Oracle databases in the UK are every bit as insecure as those in the US, an expert has warned. He was speaking after a recent US survey revealed that two-thirds of DBAs were not installing Oracle patches.

Database security supplier Sentrigo carried out a survey of 305 Oracle database administrators at 14 major Oracle user groups in the US between August last year and this January, and found 206 of the 305 DBAs surveyed had never applied an Oracle Critical Patch Update. These updates are issued by Oracle on a regular basis to ensure database security.

"These numbers didn't surprise me at all," said Steve Moyle, CTO and founder of Secerno, which provides database security and monitoring. "To apply the patches requires planning and risks such as business down time," he said. Moyle said organisations need to put efforts into discovering if elements of the patch will affect their business uptime.

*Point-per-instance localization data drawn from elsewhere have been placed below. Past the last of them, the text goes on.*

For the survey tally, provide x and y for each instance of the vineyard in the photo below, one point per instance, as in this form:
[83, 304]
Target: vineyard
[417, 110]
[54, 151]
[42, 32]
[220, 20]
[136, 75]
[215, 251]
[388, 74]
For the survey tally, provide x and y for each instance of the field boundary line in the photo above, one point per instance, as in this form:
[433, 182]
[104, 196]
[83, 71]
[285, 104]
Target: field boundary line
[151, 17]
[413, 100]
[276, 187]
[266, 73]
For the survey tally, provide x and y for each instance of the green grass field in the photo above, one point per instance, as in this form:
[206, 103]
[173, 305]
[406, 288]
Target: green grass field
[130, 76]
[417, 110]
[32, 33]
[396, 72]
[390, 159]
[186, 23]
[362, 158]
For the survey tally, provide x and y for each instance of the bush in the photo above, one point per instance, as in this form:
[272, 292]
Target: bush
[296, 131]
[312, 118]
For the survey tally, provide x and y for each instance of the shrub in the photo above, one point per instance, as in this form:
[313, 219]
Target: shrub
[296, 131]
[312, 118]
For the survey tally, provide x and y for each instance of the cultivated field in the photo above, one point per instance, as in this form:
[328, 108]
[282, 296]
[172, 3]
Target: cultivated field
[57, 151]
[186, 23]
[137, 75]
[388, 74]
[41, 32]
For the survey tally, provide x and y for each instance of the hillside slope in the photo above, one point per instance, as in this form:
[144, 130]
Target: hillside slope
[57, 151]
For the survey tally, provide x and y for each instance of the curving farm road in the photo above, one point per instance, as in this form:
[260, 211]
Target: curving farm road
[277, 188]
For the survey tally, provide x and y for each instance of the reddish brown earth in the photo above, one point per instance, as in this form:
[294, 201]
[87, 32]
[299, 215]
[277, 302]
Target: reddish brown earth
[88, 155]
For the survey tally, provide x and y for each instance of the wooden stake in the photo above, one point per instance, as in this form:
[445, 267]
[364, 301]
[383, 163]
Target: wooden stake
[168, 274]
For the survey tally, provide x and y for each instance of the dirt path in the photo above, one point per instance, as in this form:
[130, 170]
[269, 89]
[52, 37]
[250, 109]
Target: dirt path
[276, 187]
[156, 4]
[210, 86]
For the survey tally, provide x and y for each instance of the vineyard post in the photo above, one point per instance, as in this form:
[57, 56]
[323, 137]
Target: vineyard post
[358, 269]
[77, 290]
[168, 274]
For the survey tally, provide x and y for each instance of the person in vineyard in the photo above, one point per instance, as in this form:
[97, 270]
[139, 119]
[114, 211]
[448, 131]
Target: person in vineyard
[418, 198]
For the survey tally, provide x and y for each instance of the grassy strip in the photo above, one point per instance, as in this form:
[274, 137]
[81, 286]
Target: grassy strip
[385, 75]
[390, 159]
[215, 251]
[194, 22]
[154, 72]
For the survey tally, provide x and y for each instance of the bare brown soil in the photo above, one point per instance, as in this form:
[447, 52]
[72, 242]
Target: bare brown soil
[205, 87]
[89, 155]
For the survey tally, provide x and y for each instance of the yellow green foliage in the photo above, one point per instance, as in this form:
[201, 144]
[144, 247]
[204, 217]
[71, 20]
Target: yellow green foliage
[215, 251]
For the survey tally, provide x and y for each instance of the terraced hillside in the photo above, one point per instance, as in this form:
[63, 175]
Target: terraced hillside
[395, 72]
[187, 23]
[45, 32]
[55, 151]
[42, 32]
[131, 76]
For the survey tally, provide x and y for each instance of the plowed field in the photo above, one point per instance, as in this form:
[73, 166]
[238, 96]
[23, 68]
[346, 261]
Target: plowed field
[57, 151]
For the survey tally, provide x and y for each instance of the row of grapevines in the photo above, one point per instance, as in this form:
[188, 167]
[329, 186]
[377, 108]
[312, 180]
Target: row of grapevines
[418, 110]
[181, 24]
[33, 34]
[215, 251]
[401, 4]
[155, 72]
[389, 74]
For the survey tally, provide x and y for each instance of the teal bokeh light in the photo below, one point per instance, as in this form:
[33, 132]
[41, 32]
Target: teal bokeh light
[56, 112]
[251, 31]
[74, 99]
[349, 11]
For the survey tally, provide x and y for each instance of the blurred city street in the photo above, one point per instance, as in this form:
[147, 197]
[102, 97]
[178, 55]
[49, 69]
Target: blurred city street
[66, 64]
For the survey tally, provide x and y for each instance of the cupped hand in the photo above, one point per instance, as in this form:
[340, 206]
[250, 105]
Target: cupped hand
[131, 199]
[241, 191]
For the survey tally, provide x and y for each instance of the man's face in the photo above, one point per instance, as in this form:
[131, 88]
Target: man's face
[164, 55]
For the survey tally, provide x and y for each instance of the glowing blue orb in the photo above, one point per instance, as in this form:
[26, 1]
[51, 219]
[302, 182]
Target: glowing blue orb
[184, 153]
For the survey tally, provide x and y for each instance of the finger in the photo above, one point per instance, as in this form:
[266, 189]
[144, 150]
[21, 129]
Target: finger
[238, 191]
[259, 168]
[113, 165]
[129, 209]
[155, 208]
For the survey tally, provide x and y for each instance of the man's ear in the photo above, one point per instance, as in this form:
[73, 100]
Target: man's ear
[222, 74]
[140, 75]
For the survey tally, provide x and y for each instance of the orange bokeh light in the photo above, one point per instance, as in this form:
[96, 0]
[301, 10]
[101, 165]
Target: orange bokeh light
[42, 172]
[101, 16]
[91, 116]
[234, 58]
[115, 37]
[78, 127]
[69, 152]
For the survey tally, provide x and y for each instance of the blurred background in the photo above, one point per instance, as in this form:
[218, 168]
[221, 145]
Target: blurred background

The US survey discovered that applying the patches could mean months of work and downtime, which organisations cannot afford. "Global organisations have thousands of databases, each with different levels of complexity. Patch administration is therefore a process of keeping track of what is required," Moyle said.

Moyle was keen to point out that these databases are connected to corporate and often international networks, and therefore the Internet; allowing access to the databases to anyone on the Internet if the database is not properly protected.

Moyle said the survey highlights how responsibility of ensuring databases are protected needs to be with CIOs, because the risks of not protecting them are too high.